Mme Loiselle: Oui, merci. Messieurs, bonjour. Un peu avant de commencer notre échange, je me posais la question tantôt, M. Dufour: On approche du début février, je ne sais pas si c'est votre dernière commission parlementaire à titre de président du Conseil du patronat aujourd'hui?

M. Dufour (Ghislain): Si le président à venir était malade, je le remplacerai.

Des voix: Ha, ha, ha!

Mme Loiselle: On va lui souhaiter bonne santé et bonne chance à vous.

M. Dufour (Ghislain): Merci.

Mme Loiselle: Peut-être, au nom de ma formation politique, en profiter pour vous remercier de tout le temps pendant... je ne sais pas trop, peut-être 20 ou 25 années, je ne sais pas...

Une voix: Minimum.

Mme Loiselle: Peut-être et plus.

M. Dufour (Ghislain): J'ai connu Yvon!

Mme Loiselle: Ah, bien, mon Dieu! je vais aller jusqu'à 30 ans. Tout le temps, toute l'énergie et la détermination que vous avez mis.

M. Garon (Lévis): ...influencé que vous l'avez influencé.

Des voix: Ha, ha, ha!

Mme Loiselle: Bon!

Le Président (M. Bertrand, Charlevoix): Vous êtes sur le 10 minutes, je vous ferai remarquer, de la députée de Saint-Henri–Sainte-Anne.

Mme Loiselle: Je vais récupérer mon temps? Je voulais seulement vous remercier pour l'énergie et la détermination que vous avez mises à bâtir le Conseil du patronat et à lui assurer la crédibilité à toute épreuve qu'on lui connaît aujourd'hui. Je vous souhaite bonne chance dans vos nouvelles fonctions.

M. Dufour (Ghislain): Merci, madame.

(16 heures)

Mme Loiselle: Peut-être revenir avec les derniers propos de Mme la ministre quant aux inquiétudes au niveau des coûts qui ne semblent pas avoir été calculés par le gouvernement pour la réforme que nous avons devant nous actuellement. À date, tous les groupes qui se sont présentés en commission ont les mêmes préoccupations que vous: Si le gouvernement n'a pas l'argent à investir pour augmenter les ressources financières et investir dans les effectifs, plusieurs ont même dit que sa réforme serait vouée à l'échec. Parce qu'on sait qu'actuellement dans les centres Travail-Québec les agents qui y travaillent sont tellement débordés, ont tellement de dossiers à faire qu'ils consacrent environ 15 % de leur temps dans le développement de l'employabilité. Et on veut faire de ces gens-là des conseillers en emploi qui vont devenir des aides, des soutiens, de l'accompagnement et en même temps vont faire toutes les demandes aussi qui vont entrer; ça sera divisé en deux. Alors, c'est sûr qu'il faut augmenter les effectifs et c'est sûr qu'il va y avoir des coûts financiers apportés à ça.

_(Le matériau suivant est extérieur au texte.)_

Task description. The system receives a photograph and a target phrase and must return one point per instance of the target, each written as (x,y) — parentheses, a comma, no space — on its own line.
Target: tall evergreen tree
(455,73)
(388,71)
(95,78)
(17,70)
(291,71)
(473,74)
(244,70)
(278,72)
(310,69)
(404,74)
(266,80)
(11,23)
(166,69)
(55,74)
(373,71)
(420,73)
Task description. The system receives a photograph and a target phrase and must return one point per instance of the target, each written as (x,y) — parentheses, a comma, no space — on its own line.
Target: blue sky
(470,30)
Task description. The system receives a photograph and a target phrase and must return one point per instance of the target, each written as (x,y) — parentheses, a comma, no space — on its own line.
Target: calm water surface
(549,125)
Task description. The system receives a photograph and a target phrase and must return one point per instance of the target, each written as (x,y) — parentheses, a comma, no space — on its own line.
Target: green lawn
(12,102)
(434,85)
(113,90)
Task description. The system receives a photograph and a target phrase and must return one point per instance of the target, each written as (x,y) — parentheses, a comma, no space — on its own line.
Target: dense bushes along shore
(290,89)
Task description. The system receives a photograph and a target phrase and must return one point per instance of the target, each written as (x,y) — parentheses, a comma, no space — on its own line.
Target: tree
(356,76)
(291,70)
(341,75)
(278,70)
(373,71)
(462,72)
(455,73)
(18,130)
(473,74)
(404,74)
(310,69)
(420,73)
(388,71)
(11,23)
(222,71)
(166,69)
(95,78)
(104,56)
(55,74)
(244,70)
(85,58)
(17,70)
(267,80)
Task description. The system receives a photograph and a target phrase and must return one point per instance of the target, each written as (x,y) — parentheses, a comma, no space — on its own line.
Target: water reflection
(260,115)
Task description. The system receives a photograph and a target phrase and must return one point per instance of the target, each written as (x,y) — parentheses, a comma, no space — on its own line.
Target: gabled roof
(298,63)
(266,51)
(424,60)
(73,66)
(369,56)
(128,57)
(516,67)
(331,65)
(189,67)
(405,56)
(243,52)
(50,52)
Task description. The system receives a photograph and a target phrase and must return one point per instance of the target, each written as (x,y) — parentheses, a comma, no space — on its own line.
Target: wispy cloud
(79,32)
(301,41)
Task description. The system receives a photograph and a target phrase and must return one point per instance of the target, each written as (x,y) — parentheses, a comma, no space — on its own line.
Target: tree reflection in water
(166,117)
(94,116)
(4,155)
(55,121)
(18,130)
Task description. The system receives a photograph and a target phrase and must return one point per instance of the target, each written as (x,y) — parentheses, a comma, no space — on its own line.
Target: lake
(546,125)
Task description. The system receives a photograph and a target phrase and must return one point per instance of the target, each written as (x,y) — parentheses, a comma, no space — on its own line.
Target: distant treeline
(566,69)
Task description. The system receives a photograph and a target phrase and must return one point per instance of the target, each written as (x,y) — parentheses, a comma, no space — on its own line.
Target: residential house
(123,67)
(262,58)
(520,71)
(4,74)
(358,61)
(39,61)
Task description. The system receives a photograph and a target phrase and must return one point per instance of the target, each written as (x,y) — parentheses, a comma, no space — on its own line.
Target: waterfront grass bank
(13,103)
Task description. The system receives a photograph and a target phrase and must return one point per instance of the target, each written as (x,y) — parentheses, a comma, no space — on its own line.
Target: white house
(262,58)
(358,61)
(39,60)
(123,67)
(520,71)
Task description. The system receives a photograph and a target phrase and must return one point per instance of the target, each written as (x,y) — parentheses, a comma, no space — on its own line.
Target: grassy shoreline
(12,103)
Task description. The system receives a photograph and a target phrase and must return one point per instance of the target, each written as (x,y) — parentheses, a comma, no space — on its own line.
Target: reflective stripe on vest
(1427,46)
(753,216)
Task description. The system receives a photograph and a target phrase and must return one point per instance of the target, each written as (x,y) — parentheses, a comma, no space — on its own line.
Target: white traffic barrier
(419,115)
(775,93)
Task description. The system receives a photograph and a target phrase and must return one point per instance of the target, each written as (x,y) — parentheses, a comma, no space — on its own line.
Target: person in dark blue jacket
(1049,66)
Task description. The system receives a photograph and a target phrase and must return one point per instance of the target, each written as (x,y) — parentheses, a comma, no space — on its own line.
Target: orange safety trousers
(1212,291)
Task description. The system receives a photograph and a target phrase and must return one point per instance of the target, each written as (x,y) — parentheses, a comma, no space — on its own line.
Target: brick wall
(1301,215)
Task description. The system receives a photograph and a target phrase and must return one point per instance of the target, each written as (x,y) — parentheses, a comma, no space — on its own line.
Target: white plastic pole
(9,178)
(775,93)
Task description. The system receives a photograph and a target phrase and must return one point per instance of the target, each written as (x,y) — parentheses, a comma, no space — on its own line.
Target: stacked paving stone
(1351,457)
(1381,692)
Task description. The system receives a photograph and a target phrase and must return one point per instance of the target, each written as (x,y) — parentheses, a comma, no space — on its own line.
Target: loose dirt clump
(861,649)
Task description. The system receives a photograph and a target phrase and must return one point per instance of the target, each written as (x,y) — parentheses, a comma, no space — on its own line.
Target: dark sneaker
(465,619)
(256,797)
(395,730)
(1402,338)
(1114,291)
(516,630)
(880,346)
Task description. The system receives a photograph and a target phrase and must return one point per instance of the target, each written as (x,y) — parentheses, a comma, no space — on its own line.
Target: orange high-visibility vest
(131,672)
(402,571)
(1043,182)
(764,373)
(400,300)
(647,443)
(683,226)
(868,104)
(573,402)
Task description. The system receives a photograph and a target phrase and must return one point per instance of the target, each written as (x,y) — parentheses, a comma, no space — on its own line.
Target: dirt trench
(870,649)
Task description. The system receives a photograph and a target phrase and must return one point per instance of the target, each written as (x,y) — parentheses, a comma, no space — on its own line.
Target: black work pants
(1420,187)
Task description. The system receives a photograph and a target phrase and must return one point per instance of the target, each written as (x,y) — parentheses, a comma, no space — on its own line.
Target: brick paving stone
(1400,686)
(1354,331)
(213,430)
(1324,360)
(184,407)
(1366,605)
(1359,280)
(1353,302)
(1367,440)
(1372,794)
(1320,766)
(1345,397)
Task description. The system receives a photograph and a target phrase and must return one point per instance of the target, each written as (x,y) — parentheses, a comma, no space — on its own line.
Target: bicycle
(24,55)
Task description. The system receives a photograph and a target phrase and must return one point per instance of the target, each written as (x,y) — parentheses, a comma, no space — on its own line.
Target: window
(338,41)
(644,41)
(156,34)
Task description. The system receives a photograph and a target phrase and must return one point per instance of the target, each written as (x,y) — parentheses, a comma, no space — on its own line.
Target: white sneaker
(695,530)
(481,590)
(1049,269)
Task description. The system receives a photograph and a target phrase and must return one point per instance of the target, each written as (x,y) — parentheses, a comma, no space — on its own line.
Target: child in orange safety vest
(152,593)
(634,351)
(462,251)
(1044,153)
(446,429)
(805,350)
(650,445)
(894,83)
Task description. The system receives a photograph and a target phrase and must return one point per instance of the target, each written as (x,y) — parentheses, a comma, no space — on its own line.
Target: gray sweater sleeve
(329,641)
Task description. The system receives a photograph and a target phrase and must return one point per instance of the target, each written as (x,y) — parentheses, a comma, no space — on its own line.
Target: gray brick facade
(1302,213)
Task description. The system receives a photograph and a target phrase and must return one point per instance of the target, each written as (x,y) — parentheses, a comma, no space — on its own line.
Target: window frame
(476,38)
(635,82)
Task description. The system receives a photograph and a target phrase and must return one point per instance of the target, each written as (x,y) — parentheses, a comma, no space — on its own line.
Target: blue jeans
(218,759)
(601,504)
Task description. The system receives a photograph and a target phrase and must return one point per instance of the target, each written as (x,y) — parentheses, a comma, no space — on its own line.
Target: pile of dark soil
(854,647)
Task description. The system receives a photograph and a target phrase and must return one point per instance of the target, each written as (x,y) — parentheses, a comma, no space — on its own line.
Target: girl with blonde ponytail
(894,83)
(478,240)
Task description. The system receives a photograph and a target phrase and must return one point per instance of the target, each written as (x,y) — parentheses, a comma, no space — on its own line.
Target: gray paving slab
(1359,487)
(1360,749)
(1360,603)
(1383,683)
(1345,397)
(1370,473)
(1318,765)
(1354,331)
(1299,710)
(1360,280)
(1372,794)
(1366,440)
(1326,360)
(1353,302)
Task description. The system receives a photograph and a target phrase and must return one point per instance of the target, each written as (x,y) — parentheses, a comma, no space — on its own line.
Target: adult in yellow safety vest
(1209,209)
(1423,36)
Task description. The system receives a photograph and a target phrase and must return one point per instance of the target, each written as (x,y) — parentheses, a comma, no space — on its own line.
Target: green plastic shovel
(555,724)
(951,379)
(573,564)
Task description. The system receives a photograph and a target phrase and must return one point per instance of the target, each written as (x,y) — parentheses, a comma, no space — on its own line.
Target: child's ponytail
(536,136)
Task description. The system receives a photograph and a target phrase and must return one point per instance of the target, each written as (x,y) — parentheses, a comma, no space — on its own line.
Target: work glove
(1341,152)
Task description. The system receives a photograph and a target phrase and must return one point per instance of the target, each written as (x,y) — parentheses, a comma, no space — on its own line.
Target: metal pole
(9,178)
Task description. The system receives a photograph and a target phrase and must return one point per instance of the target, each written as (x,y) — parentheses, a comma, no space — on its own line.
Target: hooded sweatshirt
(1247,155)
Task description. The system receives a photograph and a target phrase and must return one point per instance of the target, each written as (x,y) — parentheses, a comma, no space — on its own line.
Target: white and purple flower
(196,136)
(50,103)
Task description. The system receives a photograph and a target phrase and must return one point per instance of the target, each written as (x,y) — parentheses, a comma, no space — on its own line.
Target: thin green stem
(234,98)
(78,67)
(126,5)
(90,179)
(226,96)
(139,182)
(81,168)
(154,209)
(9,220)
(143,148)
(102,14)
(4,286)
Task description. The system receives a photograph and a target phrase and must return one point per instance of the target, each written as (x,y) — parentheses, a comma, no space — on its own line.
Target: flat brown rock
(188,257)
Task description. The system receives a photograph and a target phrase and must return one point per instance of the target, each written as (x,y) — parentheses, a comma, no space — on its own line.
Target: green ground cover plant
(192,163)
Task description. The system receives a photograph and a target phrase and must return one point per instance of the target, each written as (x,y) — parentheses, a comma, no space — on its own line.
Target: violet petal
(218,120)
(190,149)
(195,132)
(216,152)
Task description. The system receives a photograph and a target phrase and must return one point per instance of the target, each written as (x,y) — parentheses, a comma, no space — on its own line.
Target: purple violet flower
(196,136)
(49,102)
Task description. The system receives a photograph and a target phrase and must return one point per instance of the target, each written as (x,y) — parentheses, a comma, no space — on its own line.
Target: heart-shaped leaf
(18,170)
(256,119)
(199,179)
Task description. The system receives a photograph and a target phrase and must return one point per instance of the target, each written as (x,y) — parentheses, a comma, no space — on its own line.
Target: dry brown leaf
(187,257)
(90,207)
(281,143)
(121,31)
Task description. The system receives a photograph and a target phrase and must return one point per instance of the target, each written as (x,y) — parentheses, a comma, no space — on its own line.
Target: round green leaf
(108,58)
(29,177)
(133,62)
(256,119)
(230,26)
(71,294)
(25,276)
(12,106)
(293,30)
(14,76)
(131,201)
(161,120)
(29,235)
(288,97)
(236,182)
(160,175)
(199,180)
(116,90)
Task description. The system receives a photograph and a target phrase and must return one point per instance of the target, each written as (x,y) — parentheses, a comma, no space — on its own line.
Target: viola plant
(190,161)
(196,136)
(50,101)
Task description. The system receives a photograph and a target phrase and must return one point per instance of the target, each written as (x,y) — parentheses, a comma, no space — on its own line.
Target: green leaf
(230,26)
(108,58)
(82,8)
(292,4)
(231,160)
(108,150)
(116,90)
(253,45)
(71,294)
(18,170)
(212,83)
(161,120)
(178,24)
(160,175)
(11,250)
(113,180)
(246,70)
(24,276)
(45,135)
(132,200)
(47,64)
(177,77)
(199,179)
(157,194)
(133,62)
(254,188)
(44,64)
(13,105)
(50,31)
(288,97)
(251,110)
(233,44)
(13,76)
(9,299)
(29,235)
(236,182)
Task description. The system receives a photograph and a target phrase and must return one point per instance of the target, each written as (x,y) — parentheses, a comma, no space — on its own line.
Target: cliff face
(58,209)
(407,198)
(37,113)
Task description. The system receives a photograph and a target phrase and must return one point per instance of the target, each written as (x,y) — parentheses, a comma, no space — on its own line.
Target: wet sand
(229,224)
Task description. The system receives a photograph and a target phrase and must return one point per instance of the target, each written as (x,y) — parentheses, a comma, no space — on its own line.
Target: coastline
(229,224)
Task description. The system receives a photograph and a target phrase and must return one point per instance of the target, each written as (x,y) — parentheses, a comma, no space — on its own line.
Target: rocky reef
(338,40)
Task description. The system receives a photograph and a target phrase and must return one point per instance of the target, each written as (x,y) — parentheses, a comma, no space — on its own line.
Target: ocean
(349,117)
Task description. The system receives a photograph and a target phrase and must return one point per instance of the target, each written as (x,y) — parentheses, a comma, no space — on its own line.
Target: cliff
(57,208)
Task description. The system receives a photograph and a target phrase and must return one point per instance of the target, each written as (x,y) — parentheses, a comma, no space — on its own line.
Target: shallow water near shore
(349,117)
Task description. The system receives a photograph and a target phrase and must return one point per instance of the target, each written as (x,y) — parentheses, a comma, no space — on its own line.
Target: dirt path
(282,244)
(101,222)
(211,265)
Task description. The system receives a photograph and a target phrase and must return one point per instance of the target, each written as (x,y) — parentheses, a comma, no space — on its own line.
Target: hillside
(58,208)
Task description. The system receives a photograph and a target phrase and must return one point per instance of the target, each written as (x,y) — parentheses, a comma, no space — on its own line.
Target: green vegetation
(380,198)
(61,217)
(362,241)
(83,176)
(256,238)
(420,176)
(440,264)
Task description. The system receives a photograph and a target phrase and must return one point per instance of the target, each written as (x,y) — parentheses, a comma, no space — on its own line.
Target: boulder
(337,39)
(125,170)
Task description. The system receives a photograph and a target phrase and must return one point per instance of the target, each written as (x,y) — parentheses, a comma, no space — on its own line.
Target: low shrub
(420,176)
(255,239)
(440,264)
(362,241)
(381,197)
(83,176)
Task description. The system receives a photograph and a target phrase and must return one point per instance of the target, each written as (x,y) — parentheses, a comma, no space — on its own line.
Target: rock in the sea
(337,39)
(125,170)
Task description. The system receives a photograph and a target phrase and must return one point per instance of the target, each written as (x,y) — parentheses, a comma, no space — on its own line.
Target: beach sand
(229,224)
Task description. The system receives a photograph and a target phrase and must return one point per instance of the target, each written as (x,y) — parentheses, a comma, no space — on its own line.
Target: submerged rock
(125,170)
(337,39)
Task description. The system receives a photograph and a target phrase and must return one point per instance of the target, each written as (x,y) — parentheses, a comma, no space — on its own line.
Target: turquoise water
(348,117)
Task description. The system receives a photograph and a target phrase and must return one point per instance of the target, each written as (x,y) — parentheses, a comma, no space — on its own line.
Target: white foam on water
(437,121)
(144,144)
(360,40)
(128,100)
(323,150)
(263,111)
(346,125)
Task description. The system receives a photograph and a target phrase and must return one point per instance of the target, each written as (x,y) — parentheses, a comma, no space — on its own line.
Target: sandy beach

Il y a mon collègue de Bourassa qui aimerait vous poser des questions. Quand vous parlez des apprentissages – parce que la ministre mise beaucoup sur l'apprentissage en entreprise et sur l'alternance études-travail dans sa réforme – c'est très inquiétant, ce qu'on lit dans votre mémoire. C'est très inquiétant parce que je pense que la ministre fait face à un dilemme, si ce qu'on lit actuellement... parce que vous dites que c'est clair que actuellement vous êtes en accord pour des régimes d'apprentissage pour les jeunes ayant terminé une troisième année de secondaire, que vous ne prévoyez pas à court terme tout au moins que les entreprises accueilleront plus de 1 000 stagiaires par année et que finalement il n'y a pas de places disponibles pour les personnes prestataires de l'aide sociale au niveau des entreprises actuellement. Alors, j'aimerais vous entendre davantage parce que ça, c'est une mesure importante qu'on retrouve dans le document du livre vert.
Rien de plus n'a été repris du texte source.